An aside: “great, so I can just start slapping greedy and non-greedy modifiers on everything, just to be safe, right?”
Not so fast there. Ambiguity resolution isn’t something you should take lightly, because a grammar with an ambiguity in it presents a user-facing irregularity in your language. For example, the if-then-else example is a user-facing issue: either “else” pairing makes logical sense, and it’s totally arbitrary how you decide to resolve the ambiguity. You have to tell your users about it. You should strive to absolutely minimize the numbers of such ambiguities in your language whenever you can!
The danger of using ambiguity resolution operators willy-nilly is that you don’t necessarily know if they’re actually resolving ambiguities. For example, if you wrote:
s -> "X" / "Y";
…the prioritized choice here is completely extraneous, since this grammar is unambiguous already.
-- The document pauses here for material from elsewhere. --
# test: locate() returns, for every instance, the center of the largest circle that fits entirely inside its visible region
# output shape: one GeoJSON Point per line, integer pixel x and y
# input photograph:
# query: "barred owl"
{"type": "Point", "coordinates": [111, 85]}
Because ambiguities are so important to keep track of and educate your users about, you don’t want to have to wonder whether a prioritized choice is resolving an ambiguity or not. You want to know that it is.
To this end, Gazelle will keep track of all ambiguity-resolution operators and error if any of them are never actually used to resolve an ambiguity. So you can’t just sprinkle them around “just to be safe,” you must only use them where they are effective. And this will make Gazelle grammars much more useful, because you will know exactly where all your ambiguities are.
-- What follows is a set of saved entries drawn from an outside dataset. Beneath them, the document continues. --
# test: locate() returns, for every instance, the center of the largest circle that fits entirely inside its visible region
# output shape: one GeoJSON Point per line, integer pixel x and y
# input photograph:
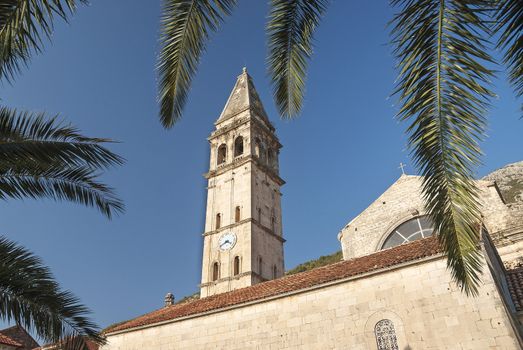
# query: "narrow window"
{"type": "Point", "coordinates": [270, 157]}
{"type": "Point", "coordinates": [238, 146]}
{"type": "Point", "coordinates": [257, 147]}
{"type": "Point", "coordinates": [215, 271]}
{"type": "Point", "coordinates": [236, 265]}
{"type": "Point", "coordinates": [260, 266]}
{"type": "Point", "coordinates": [222, 154]}
{"type": "Point", "coordinates": [386, 335]}
{"type": "Point", "coordinates": [218, 220]}
{"type": "Point", "coordinates": [237, 213]}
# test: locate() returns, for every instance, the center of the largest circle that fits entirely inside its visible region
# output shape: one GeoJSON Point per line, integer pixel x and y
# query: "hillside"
{"type": "Point", "coordinates": [510, 181]}
{"type": "Point", "coordinates": [321, 261]}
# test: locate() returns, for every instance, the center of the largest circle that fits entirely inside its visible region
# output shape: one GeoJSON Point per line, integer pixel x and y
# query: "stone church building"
{"type": "Point", "coordinates": [392, 291]}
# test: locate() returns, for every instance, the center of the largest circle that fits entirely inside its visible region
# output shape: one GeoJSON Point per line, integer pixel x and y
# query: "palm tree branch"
{"type": "Point", "coordinates": [30, 296]}
{"type": "Point", "coordinates": [185, 27]}
{"type": "Point", "coordinates": [509, 23]}
{"type": "Point", "coordinates": [23, 24]}
{"type": "Point", "coordinates": [443, 91]}
{"type": "Point", "coordinates": [290, 30]}
{"type": "Point", "coordinates": [76, 184]}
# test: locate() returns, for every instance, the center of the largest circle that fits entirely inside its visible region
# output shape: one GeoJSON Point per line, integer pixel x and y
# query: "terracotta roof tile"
{"type": "Point", "coordinates": [4, 339]}
{"type": "Point", "coordinates": [515, 286]}
{"type": "Point", "coordinates": [20, 335]}
{"type": "Point", "coordinates": [380, 260]}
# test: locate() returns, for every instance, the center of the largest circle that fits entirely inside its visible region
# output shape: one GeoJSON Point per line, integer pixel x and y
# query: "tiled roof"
{"type": "Point", "coordinates": [90, 346]}
{"type": "Point", "coordinates": [515, 286]}
{"type": "Point", "coordinates": [4, 339]}
{"type": "Point", "coordinates": [407, 252]}
{"type": "Point", "coordinates": [20, 335]}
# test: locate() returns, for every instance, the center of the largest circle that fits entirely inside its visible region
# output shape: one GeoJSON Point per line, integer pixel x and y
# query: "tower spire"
{"type": "Point", "coordinates": [243, 97]}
By the way, Gazelle can’t detect any ambiguity in your grammar; calculating whether an arbitrary context-free grammar is ambiguous or not is undecidable. Basically, all grammars fall into one of several categories:
- Gazelle can handle the grammar (ie. the grammar is in the green region of the diagram in my previous entry).
- Gazelle can handle the grammar except for the fact that it’s ambiguous.
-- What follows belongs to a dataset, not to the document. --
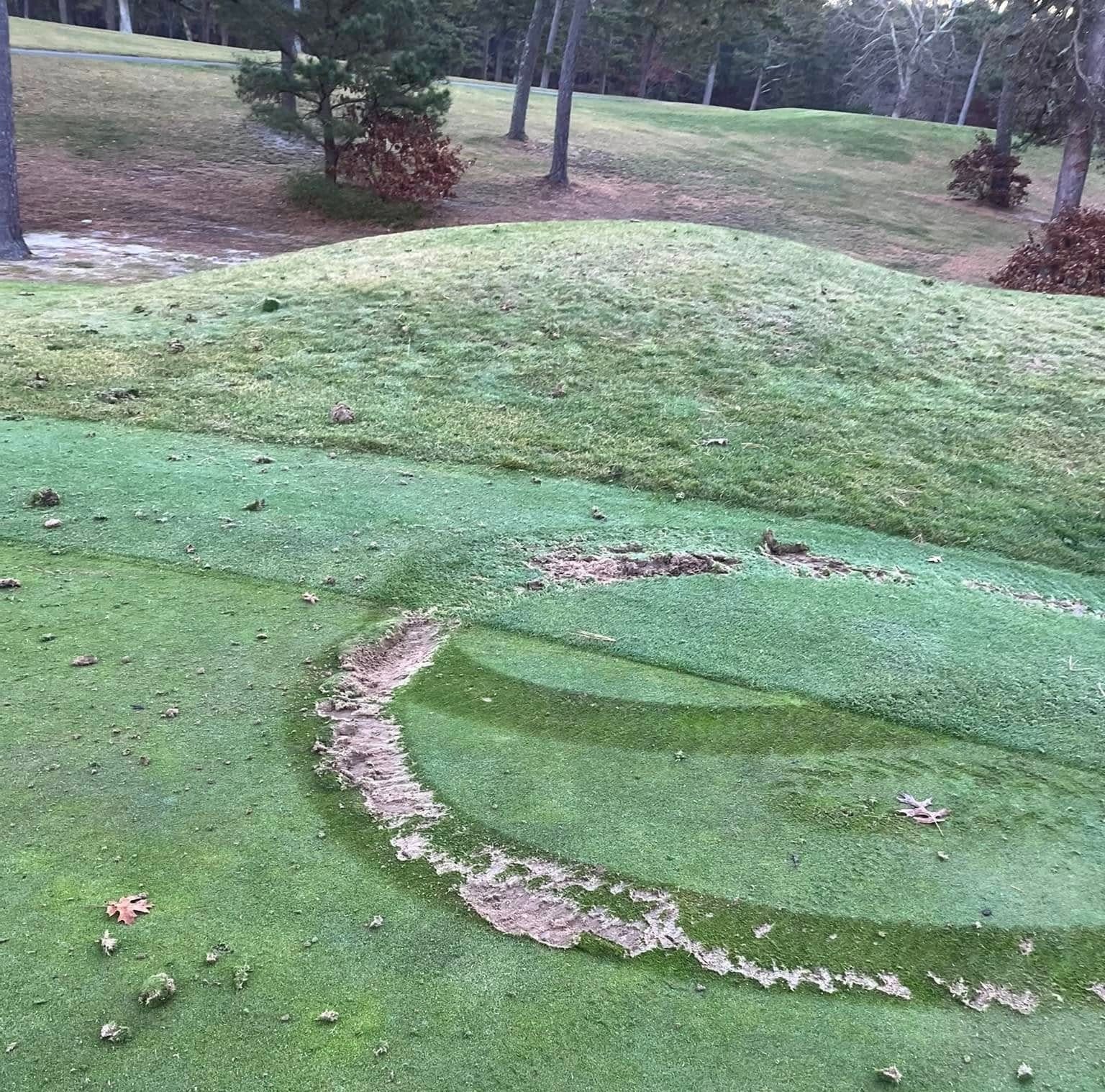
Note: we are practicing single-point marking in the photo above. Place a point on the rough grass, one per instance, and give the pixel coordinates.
(874, 188)
(224, 827)
(40, 35)
(847, 393)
- Gazelle cannot handle the grammar, and would still not be able to even if you resolved the ambiguities.
If your grammar falls into category 3, Gazelle doesn’t know whether the grammar is ambiguous or not. But for grammars in categories 1 or 2, Gazelle knows exactly where the ambiguities are.
Bonus #2: a word about Parsing Expression Grammars
Something you might say (especially if you’re a PEG fan) is “gosh Josh, if you’re going to all this work to introduce ambiguity resolution, why not just use PEG’s flat-out and abandon all this LL(*) nonsense?” Because essentially what I’m doing is supporting both PEG-based constructs (like ordered choice) and context-free grammar constructs like non-ordered choice. And PEG’s support a larger set of grammars than Gazelle ever will (I believe they support any non-left-recursive PEG, though I don’t have a reference for this).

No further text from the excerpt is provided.